A pulsating flow waveform is obtained. The obtained pulsating current is interrupted by the switching transistor Q1, and the generated AC output is applied to the primary winding N1 of the transformer T1.

The output corresponding to the applied alternating current is transmitted to the secondary winding N2 of the transformer T1. This output is rectified by the diode D1, smoothed by the choke coil L1, the capacitor C2, and the commutation diode D4, and converted into direct current. This converted direct current is output to the output terminals 3, 4
Supplied to the load from.

A voltage detection circuit 5 is connected in parallel with the load in order to detect the voltage of the load. Then, an AC output having a peak value corresponding to the output voltage is obtained in the sub winding N3 of the choke coil L1, and this output charges the capacitor C1 via the diode D3.
The voltage across the capacitor C1 is maintained at a constant voltage proportional to the output voltage. Subsequent operations are the same as those in the above-mentioned embodiment, and therefore will be omitted.

[0036]

As described above, according to the present invention,
By providing the second switching element controlled by the synchronization pulse of the first switching element or the like to control the charge / discharge of the capacitor for power storage, even in the region where the voltage of the third winding is larger than the input voltage. It is said that the capacitor for power storage is reliably charged, stable output can be supplied in the event of an input interruption, and input fluctuations and load fluctuations can be widely supported, and stable output can be supplied to the load. effective.

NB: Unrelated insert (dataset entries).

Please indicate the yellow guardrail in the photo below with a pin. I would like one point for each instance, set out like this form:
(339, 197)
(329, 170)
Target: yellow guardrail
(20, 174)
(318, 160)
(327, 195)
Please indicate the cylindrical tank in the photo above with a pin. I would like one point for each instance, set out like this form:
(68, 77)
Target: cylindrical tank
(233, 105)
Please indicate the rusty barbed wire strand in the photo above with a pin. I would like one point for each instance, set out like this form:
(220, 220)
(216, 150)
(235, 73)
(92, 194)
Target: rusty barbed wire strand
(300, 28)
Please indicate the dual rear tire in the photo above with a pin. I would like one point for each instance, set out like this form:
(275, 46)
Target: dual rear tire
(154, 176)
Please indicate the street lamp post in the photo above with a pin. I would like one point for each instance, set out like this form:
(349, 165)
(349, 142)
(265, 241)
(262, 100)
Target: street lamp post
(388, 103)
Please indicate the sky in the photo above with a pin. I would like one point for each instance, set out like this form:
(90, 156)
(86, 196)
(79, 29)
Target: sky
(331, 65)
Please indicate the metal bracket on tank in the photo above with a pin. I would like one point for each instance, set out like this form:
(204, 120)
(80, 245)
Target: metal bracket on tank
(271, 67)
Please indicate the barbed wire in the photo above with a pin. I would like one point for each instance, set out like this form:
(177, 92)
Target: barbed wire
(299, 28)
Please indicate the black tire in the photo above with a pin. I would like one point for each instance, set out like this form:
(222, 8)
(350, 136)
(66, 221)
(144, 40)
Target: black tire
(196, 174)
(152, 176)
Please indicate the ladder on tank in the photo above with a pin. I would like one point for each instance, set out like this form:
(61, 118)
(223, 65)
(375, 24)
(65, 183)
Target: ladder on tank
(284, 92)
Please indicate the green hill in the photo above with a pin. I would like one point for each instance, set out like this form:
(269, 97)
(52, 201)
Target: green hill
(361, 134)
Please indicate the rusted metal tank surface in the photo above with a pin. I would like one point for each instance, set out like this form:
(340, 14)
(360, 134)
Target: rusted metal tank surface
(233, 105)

[Brief description of drawings]

FIG. 1 is a circuit diagram showing a configuration of an embodiment of the present invention.

FIG. 2 is a circuit diagram showing the configuration of another embodiment of the present invention.

FIG. 3 is a circuit diagram showing a configuration of a conventional example.

[Explanation of symbols]

1 Input Terminal (H) 2 Input Terminal (N) 3 Output Terminal (+) 4 Output Terminal (-) 5 PWM Circuit 6 Voltage Detection Circuit DM1 Rectifier Stack (Rectifier Circuit) C1 Capacitor C2 Smoothing Capacitor Q1 Switching Transistor (1st) Switching element) Q2 switching transistor (second switching element) Q3 photocoupler T1 transformer L1 smoothing choke coil N1 primary winding N2 secondary winding N3 third winding N4 fourth winding D1 rectifying diode D3 Rectifying diode (rectifying element) D4 Commutating diode

Claims (2)

[Claims] 1. A rectifier circuit for rectifying an input alternating current, a transformer to which a rectified pulsating flow is applied to a primary side, a first switching element for switching the pulsating flow, and a primary side of the transformer. Connected capacitor for power storage,
A rectifying element for rectifying the pulse output generated in the transformer to charge the capacitor, and a second switching element connected to the capacitor are provided, and the second switching element causes the second switching element to connect the capacitor to the capacitor. A switching type power supply device, characterized in that the stored electric charge is supplied to the transformer. 2. The switching power supply device according to claim 1, wherein the second switching element is controlled by the synchronizing pulse of the first switching element.